俺が唾を吐かんばかりに一蹴すると、キリスはショックを受けるどころか、さらに頬を赤らめやがった。……ダメだ、こいつ本物だ。

「フフ、手厳しいね。だが、今のロイの暴走を止めてくれたのは君だ。ありがとう、メイア。君のおかげで、この国の膿を出し切ることができたよ」

 キリスはそう言うと、懐から光り輝く透明な板――魔力伝達装置を取り出した。

 指先で板をなぞると、空中に魔法文字が浮かび上がる。現代で言うところのスマホか。

「ああ、僕だ。反乱分子のロイを拘束した。……いや、すでに戦闘不能だ。鼻が顔の中に引っ込んでるよ。……ああ、予備の騎士団を動かせ。広場の民衆と、人質にされていた者たちの保護を最優先に」

 テキパキと指示を飛ばす姿だけは、一応「王族」って感じがすんぜ。

 通信を終えたキリスは、再び俺に向き直って爽やかな笑みを浮かべた。

「さて、メイア。改めて君にお礼をしたいんだ。……こんな埃っぽい場所ではなく、僕の直轄地である『リル』の王宮へ招待したい。君のその傷ついたドレスも新調させよう。……付いてきてくれるかな?」

「……リルの王国、だぁ?」

 ぶっちゃけ、この場からバックレたいのは山々だ。

 だが、今の俺はメイアっていう女の体だ。身寄りもなけりゃ、この世界の常識も右も左も分からねえ。

 このまま野宿するにしても、このヒラヒラしたドレスじゃ不審者扱いされるのがオチだ。

「……チッ。しゃあねえな。メシと寝床、あと着替えを保証するなら行ってやるよ。だがな、勘違いすんじゃねえぞ。俺ァお前の女になる気はサラサラねえからな」

「もちろんさ。君の自由は僕が保障する。さあ、行こうか。僕の愛しいメイア」

「その呼び方やめろっつってんだろ、ブッ飛ばすぞ!」

 俺はキリスを睨みつけながらも、渋々その後に続いた。

 成り行きで転生し、ロイを殴り飛ばし、今度は隣国の王子のエスコート。

 前途多難すぎて、拳じゃ足りねえ気がしてきたぜ。やっぱバットがいるなァ……。


「……チッ、まだかよ。シケた面拝んでんのも限界だぜ」

 会場に戻った俺は、豪華な長椅子に踏んぞり返って舌打ちを漏らす。周りの連中は俺と目が合うたびに「ひっ!」と短い悲鳴を上げて蜘蛛の子を散らすように逃げていくが、リリとかいう女だけは遠巻きに、だがどこか崇めるような熱視線を送ってきやがる。

 数十分後、ようやく外が騒がしくなった。

 重厚な門を潜り抜けると、そこには十台以上の豪華な馬車がズラリと並んでいた。どれもこれも金ピカで、成金趣味全開だ。

「さあ、メイア。僕の馬車へ」

 キリスが当然のように俺の手を取ろうとするが、俺はその手をパシッと叩き落とし、一人で車内に乗り込む。

 馬車が動き出すと、窓の外では騎士や貴族どもが「メイア様、お気をつけて!」「我々の希望です!」なんて調子のいい声を上げながら見送ってやがる。さっきまで俺を「悪役」扱いしてたくせに、勝てばこれかよ。反吐が出るぜ。

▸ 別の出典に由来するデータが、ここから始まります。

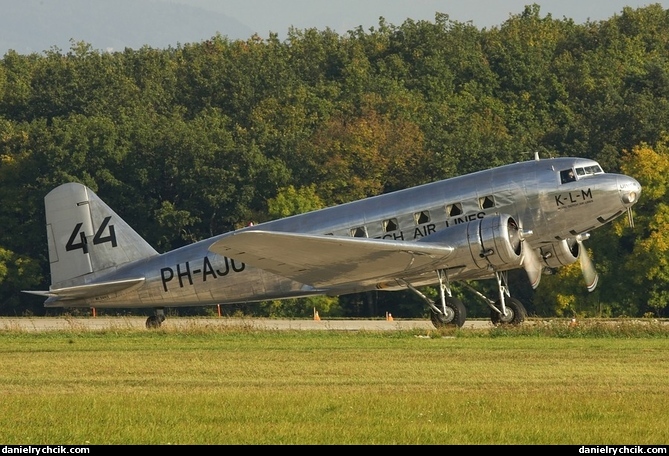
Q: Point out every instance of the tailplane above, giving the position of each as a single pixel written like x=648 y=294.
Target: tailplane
x=85 y=236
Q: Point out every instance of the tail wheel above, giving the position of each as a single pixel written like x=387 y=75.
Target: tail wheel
x=515 y=313
x=154 y=321
x=455 y=315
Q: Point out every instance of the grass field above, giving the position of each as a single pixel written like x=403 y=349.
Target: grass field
x=552 y=385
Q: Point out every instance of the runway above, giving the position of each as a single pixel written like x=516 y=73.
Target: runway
x=117 y=323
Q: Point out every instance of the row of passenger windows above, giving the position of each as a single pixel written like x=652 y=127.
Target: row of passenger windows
x=422 y=217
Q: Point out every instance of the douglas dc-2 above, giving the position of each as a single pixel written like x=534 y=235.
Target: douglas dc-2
x=532 y=215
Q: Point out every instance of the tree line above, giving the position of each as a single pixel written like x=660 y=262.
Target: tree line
x=194 y=140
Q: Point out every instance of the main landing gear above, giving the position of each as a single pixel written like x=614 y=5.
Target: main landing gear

 向かい合わせの席に座るキリスを、俺は野良犬でも見るような鋭い視線で睨みつける。だが、この男は動じねえ。それどころか、聖母みたいな慈愛に満ちたスマイルを浮かべてきやがった。

「どうしたんだい? そんなに僕の顔を見つめて。……ああ、あまりの格好良さに言葉を失ったのかな?」

「……お前みたいな奴は、臭いんだよ」

 俺が心底嫌そうに鼻にシワを寄せると、キリスは一瞬キョトンとして、自分の脇の匂いを嗅ぎ始めた。

「……そんなに汗臭いかな? 一応、最高級の香油を使っているつもりなんだけど……」

「ア? チゲェよ……。胡散臭いんだよお前」

 俺の勘が告げている。前世で数多の修羅場を潜り抜けてきた俺には、大抵の野郎の「裏」が見える。だが、このキリスって野郎だけは底が見えねえ。裏があるのか、それとも本当にただの天然ボケの変態なのか……。俺の最も苦手とする、読めねえタイプの人間だ。

「ははは! 胡散臭いか、手厳しいな。……だがメイア、君がそうやって警戒するのも無理はない。今のこの国――『オー大国』で起きていることは、異常だからね」

 キリスの表情から、ふっとおふざけが消えた。

「君が悪役令嬢に仕立て上げられ、ロイがあれほどまでに暴走した理由……。あれは単なる性格の不一致じゃない。今、この国の王子たちの間で、特定の魔力に侵されることで発症する『感情暴走』が流行しているんだ」

「感情暴走だぁ?」

「ああ。『ドーン』と呼ばれる負の魔力に精神を汚染されると、元々持っていた傲慢さや残虐性が何十倍にも膨れ上がる。……そしてその原因は、暗躍を始めた『魔王軍』にあると言われているんだ」

 魔王軍。

 いよいよ本格的にファンタジーな単語が出てきやがった。

 つまり、あのロイのカスっぷりも、何者かに仕組まれた結果だってのか。

「君を嵌めようとしたのも、国を混乱させるための布石だったんだろう。……メイア、君はただの被害者じゃない。魔王軍の計画を拳一つで粉砕した、イレギュラーな英雄なんだよ」

「英雄とか、柄じゃねえんだよ……。俺はただ、ムカつくツラを殴りたかっただけだ」

 窓の外に流れる景色を見やりながら、俺は拳を握り直す。

 魔王だかドーンだか知らねえが、俺を巻き込んで不快な思いをさせたツケは、きっちり払わせてやる。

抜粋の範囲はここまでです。